Let's zip to America briefly...is Kiwi NBA star Steven Adams really a dirty player?
Not at all. But he doesn't back down from anyone and like a lot of us here with a rugby background, he is not afraid to bang bodies inside. I'd never say he is a dirty player, but he's a rough player and very strong which frustrates people because they can't move him. He probably leads the NBA in times hit in the face by others, but I've never seen him throw an elbow.

Who was the strongest player you came up against?
(former Tall Black) Pero Cameron was by far the strongest. He could manhandle you with one hand, make it look effortless. There were big strong European players we came up against but Pero was certainly up there with them.

Your highlight as a player?
I really struggle with that...I won nine titles in New Zealand and four ANBL titles and each has a special place in your heart. Representing New Zealand at the (2004) Olympic Games, walking around the opening ceremony, was pretty special. The 2002 world championships is what launched my career and profile in this country, when we came fourth. It seemed like a pretty amazing achievement, yet all the players on that team feel we let ourselves down. We should have played for the gold medal. From the outside we were a team of nobodies who did amazing things but all the players know differently. We were up by quite a bit at halftime against Yugoslavia...very frustrating, very disappointing.

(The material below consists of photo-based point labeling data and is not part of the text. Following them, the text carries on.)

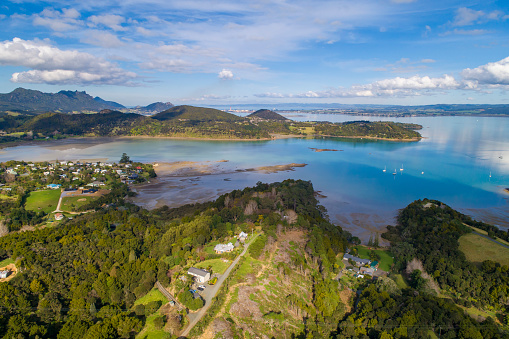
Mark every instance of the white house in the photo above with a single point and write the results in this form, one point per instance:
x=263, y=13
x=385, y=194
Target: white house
x=200, y=275
x=221, y=248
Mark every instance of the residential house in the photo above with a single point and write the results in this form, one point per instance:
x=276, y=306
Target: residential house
x=221, y=248
x=358, y=261
x=200, y=275
x=242, y=236
x=367, y=270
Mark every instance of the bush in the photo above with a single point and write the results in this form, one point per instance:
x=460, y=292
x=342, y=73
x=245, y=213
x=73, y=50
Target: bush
x=152, y=307
x=139, y=310
x=159, y=322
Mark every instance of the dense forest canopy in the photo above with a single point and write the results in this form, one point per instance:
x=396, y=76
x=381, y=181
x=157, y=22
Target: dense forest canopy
x=189, y=122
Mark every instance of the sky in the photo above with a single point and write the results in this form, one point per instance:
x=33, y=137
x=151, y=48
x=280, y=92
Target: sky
x=227, y=52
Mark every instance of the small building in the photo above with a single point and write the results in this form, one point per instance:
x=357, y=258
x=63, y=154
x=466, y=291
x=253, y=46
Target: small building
x=358, y=261
x=242, y=236
x=200, y=275
x=221, y=248
x=367, y=270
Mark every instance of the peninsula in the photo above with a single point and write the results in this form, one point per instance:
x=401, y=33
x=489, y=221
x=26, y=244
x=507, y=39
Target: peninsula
x=190, y=122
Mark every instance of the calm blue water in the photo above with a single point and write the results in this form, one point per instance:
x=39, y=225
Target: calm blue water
x=453, y=163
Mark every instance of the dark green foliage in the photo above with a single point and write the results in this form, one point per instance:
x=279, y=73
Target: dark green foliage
x=410, y=315
x=376, y=129
x=429, y=231
x=195, y=114
x=267, y=115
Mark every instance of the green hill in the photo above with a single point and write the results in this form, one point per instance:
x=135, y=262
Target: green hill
x=195, y=113
x=267, y=115
x=22, y=99
x=108, y=123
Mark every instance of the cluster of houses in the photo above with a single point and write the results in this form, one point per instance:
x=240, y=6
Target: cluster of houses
x=201, y=275
x=69, y=171
x=362, y=266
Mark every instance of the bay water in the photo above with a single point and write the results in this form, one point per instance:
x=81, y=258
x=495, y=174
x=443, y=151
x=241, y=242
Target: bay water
x=461, y=161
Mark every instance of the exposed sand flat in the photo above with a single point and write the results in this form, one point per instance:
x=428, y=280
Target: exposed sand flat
x=273, y=168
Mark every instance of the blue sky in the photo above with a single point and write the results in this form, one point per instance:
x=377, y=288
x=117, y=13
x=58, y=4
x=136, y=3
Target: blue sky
x=407, y=52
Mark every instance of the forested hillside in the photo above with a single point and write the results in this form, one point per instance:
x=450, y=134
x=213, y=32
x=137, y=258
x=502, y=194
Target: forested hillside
x=188, y=122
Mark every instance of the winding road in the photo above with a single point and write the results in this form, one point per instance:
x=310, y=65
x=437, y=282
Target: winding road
x=196, y=317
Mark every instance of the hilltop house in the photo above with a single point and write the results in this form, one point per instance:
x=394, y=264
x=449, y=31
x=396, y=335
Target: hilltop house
x=358, y=261
x=242, y=236
x=221, y=248
x=200, y=275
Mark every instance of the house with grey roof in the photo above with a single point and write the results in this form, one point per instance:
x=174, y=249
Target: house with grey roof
x=221, y=248
x=358, y=261
x=200, y=275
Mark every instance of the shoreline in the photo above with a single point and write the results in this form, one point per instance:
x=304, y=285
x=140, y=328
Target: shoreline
x=104, y=139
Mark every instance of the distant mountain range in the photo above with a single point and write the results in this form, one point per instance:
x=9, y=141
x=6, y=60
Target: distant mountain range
x=266, y=114
x=32, y=101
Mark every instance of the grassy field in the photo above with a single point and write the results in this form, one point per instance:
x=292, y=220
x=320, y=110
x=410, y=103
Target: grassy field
x=385, y=261
x=78, y=201
x=154, y=294
x=46, y=201
x=6, y=262
x=218, y=265
x=150, y=331
x=478, y=249
x=480, y=231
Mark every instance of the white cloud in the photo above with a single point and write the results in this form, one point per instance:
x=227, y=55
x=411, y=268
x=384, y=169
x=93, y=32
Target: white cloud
x=493, y=73
x=225, y=74
x=54, y=66
x=109, y=20
x=101, y=39
x=466, y=16
x=59, y=21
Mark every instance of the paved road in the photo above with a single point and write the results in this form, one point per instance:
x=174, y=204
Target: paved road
x=196, y=317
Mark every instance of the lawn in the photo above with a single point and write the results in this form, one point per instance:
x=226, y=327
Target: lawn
x=150, y=331
x=46, y=201
x=385, y=261
x=218, y=265
x=477, y=249
x=78, y=201
x=6, y=262
x=480, y=231
x=154, y=294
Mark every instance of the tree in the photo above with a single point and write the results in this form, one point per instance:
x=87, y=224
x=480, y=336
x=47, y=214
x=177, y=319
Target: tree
x=124, y=159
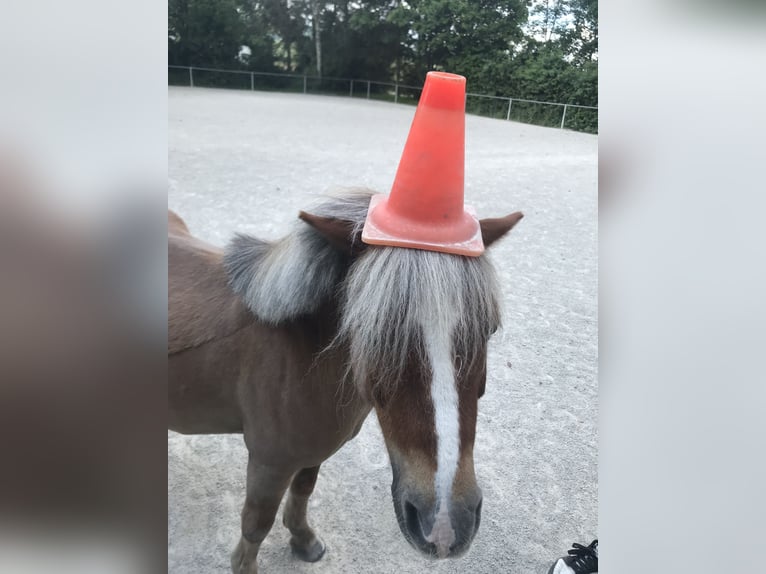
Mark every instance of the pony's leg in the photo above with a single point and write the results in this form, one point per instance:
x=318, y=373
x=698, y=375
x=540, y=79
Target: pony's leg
x=265, y=488
x=304, y=542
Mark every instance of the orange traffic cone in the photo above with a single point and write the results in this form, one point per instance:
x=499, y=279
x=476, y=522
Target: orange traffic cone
x=425, y=207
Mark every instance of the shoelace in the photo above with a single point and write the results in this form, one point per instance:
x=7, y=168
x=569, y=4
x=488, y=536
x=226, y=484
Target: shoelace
x=584, y=556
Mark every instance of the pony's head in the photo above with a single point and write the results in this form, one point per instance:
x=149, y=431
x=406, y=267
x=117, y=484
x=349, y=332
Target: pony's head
x=416, y=324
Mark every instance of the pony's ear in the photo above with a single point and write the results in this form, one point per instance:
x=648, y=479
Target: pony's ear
x=339, y=233
x=494, y=228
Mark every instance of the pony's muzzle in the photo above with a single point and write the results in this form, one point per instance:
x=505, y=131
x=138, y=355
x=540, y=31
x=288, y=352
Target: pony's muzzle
x=441, y=532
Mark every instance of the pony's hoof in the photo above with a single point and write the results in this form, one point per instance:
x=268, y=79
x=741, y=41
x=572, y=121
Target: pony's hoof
x=309, y=552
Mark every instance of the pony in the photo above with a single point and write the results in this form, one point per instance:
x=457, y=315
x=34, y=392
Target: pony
x=294, y=342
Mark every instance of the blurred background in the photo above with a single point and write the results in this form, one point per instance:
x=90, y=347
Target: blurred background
x=541, y=54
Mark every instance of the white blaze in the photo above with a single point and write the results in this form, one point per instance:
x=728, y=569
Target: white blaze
x=438, y=340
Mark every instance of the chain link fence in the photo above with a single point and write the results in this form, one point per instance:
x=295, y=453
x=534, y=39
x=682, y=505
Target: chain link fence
x=550, y=114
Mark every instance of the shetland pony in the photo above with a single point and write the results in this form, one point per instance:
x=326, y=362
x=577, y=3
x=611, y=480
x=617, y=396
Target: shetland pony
x=292, y=343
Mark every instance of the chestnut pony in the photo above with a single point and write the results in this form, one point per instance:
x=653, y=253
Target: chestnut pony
x=293, y=343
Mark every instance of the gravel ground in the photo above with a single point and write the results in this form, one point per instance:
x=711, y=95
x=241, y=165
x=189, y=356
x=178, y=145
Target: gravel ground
x=242, y=161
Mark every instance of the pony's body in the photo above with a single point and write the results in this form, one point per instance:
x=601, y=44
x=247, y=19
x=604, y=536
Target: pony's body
x=292, y=343
x=230, y=373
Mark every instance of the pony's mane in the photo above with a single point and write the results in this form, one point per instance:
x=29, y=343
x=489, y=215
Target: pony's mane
x=285, y=279
x=387, y=296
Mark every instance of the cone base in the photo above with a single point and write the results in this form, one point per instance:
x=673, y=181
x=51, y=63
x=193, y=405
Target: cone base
x=382, y=227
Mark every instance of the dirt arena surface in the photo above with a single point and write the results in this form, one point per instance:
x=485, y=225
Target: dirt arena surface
x=247, y=162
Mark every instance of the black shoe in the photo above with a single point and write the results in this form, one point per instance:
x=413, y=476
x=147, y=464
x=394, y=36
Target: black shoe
x=581, y=560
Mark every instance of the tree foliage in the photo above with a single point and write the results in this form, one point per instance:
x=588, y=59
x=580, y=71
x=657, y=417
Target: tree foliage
x=531, y=49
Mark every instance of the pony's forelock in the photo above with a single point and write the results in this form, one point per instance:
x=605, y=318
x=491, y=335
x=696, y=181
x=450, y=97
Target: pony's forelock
x=386, y=297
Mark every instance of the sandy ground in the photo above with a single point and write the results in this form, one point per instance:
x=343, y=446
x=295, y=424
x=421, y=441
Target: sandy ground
x=248, y=162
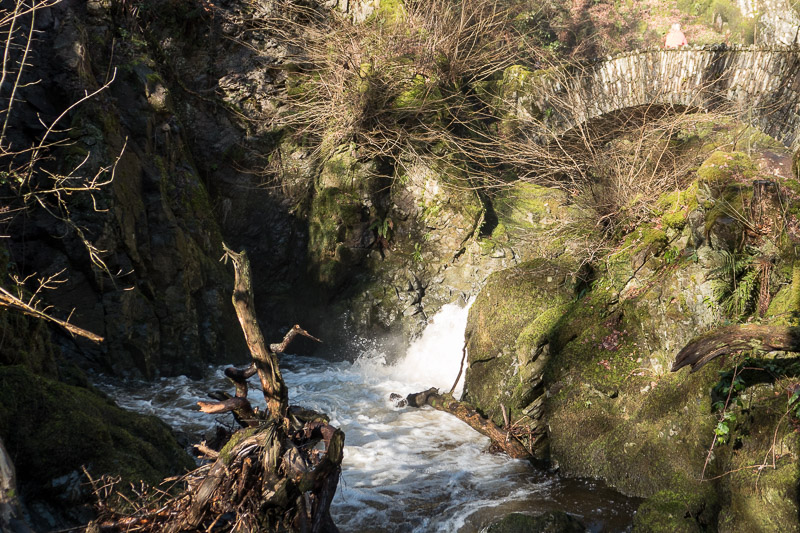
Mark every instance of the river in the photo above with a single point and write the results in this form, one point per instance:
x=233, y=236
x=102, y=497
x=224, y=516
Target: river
x=404, y=469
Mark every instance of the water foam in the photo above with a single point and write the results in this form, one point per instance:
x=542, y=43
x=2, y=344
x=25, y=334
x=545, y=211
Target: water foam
x=404, y=470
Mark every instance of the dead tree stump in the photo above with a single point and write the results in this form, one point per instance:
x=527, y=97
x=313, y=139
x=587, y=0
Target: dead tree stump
x=269, y=476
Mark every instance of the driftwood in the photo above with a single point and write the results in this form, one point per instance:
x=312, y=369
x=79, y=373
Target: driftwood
x=501, y=438
x=269, y=476
x=731, y=339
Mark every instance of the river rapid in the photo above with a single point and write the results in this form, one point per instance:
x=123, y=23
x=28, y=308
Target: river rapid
x=404, y=469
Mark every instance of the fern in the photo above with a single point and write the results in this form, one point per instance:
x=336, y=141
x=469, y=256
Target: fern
x=737, y=284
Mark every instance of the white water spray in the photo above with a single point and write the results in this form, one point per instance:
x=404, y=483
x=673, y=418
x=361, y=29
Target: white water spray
x=432, y=360
x=404, y=470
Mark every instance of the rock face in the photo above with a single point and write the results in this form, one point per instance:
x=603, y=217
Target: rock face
x=509, y=331
x=154, y=288
x=53, y=430
x=588, y=365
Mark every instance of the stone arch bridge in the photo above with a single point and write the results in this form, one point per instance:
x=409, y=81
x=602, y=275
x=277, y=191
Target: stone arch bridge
x=763, y=83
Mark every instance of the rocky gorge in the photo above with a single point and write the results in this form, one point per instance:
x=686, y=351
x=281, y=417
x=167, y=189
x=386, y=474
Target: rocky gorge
x=578, y=312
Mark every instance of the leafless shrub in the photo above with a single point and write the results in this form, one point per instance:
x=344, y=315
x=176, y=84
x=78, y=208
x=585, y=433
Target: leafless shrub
x=27, y=179
x=400, y=82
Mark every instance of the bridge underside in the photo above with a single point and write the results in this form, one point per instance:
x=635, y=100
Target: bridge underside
x=759, y=86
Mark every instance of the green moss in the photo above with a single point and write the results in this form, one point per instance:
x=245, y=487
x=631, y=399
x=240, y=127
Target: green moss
x=419, y=93
x=796, y=165
x=509, y=323
x=52, y=429
x=390, y=11
x=665, y=512
x=723, y=167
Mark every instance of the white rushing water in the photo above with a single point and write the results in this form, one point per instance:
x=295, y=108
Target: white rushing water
x=404, y=470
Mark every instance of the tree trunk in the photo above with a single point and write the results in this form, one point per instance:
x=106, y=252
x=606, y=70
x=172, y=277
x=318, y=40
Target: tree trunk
x=266, y=360
x=463, y=411
x=731, y=339
x=269, y=475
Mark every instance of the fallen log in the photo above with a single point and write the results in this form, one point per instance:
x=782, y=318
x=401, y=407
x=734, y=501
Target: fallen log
x=500, y=437
x=732, y=339
x=269, y=476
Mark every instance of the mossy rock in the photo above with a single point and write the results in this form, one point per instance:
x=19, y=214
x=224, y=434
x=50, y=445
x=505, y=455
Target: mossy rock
x=552, y=522
x=509, y=325
x=666, y=512
x=527, y=215
x=764, y=499
x=389, y=12
x=52, y=429
x=723, y=167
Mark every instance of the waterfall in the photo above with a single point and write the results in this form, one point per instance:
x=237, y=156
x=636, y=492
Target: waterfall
x=404, y=469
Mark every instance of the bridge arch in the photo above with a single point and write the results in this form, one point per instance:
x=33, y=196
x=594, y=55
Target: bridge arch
x=763, y=82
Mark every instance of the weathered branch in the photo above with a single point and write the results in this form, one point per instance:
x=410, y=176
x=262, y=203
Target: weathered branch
x=295, y=331
x=265, y=360
x=12, y=302
x=731, y=339
x=444, y=402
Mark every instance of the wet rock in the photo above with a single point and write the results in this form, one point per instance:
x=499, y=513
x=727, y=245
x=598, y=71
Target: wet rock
x=551, y=522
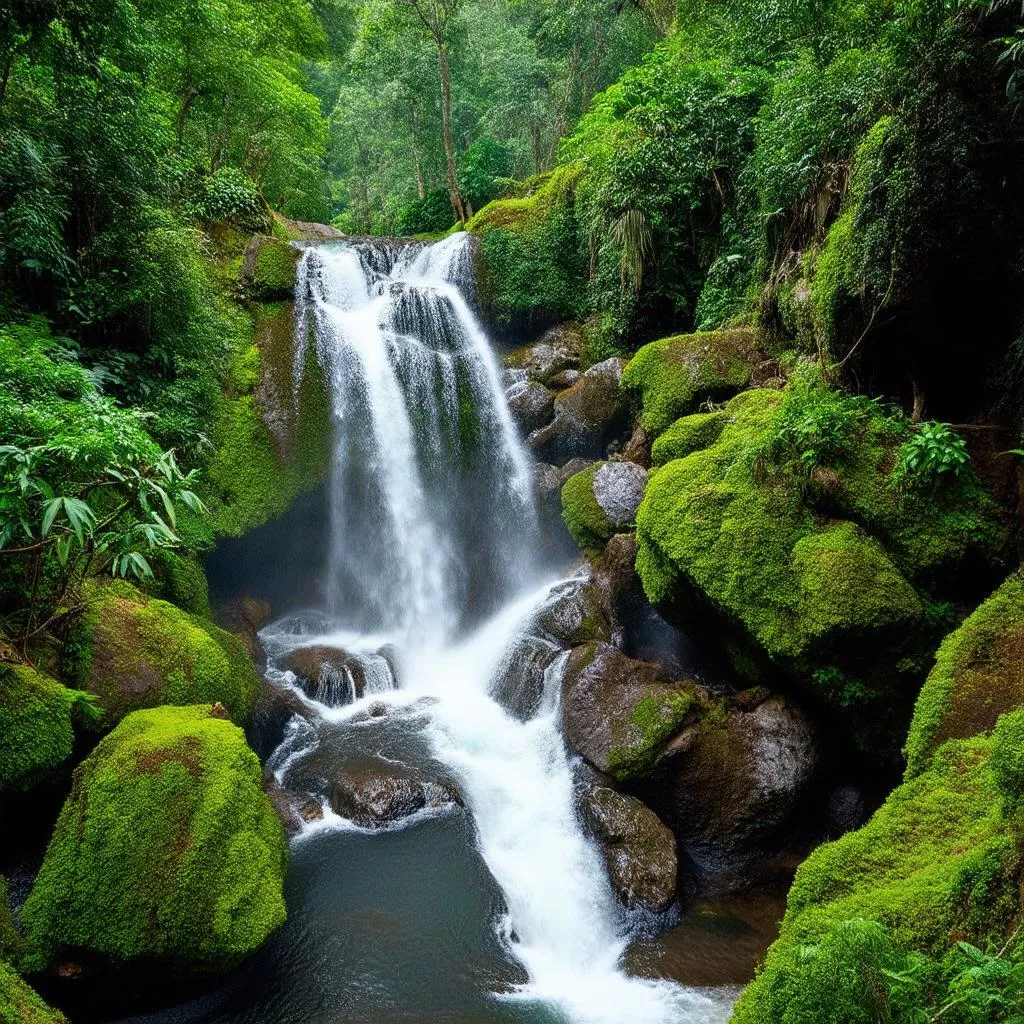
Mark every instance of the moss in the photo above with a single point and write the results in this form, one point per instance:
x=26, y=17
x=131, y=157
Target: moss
x=167, y=848
x=19, y=1005
x=270, y=269
x=978, y=675
x=937, y=863
x=134, y=651
x=654, y=720
x=584, y=517
x=688, y=434
x=671, y=376
x=808, y=565
x=37, y=726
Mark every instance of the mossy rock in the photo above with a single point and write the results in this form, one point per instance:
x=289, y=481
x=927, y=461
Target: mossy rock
x=937, y=863
x=690, y=433
x=978, y=675
x=22, y=1005
x=826, y=573
x=673, y=375
x=37, y=726
x=167, y=849
x=134, y=651
x=269, y=268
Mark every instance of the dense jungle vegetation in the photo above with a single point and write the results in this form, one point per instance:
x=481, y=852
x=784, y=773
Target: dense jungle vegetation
x=825, y=196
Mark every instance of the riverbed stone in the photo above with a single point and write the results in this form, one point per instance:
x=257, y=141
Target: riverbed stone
x=639, y=849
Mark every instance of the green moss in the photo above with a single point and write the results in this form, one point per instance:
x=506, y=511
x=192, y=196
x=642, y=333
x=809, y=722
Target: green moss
x=167, y=848
x=19, y=1005
x=816, y=566
x=134, y=651
x=978, y=675
x=671, y=376
x=584, y=517
x=37, y=725
x=688, y=434
x=272, y=269
x=937, y=863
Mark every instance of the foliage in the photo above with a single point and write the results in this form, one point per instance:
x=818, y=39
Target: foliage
x=167, y=848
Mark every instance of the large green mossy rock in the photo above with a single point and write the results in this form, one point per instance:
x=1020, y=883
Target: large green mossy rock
x=938, y=863
x=978, y=675
x=673, y=375
x=37, y=726
x=167, y=849
x=826, y=573
x=134, y=651
x=20, y=1005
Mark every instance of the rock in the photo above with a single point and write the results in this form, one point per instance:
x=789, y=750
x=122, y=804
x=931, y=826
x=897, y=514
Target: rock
x=588, y=416
x=602, y=500
x=245, y=616
x=556, y=351
x=531, y=404
x=639, y=850
x=845, y=810
x=576, y=612
x=733, y=779
x=378, y=794
x=330, y=675
x=616, y=714
x=672, y=376
x=167, y=850
x=563, y=380
x=134, y=651
x=37, y=726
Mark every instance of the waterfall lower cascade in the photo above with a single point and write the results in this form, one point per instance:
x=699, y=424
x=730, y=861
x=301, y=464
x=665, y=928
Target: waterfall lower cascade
x=431, y=582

Is there anything you would like to change in basketball?
The direction is very good but I'd like to see more people coming to our games. It's two hours of entertainment you can't get anywhere else. It frustrates me when people say they have never even been to a game.

Your childhood heroes?
Michael Jordan...he made me fall in love with basketball. Michael Jones, for everything he stood for. I idolised a local basketball player Riki Strother - he became an Auckland team mate.

Your personality is...
On the court, very aggressive. I did all the little things to make a team better, and never saw myself as a superstar. Off the court, I want to be known first as a family man. I cherish my family. As Breakers general manager, I want to be firm but fair. People need to be led, but not by a dictator.

Does 'family first' reflect your own upbringing?
I had a similar upbringing in Bell Block, a little town in Taranaki. I had two older brothers...mum and dad were very supportive. We had a hoop on the garage and there were lots of battles against my brothers, playing on gravel. I put the way I played down to that, always battling against bigger stronger guys and never backing down.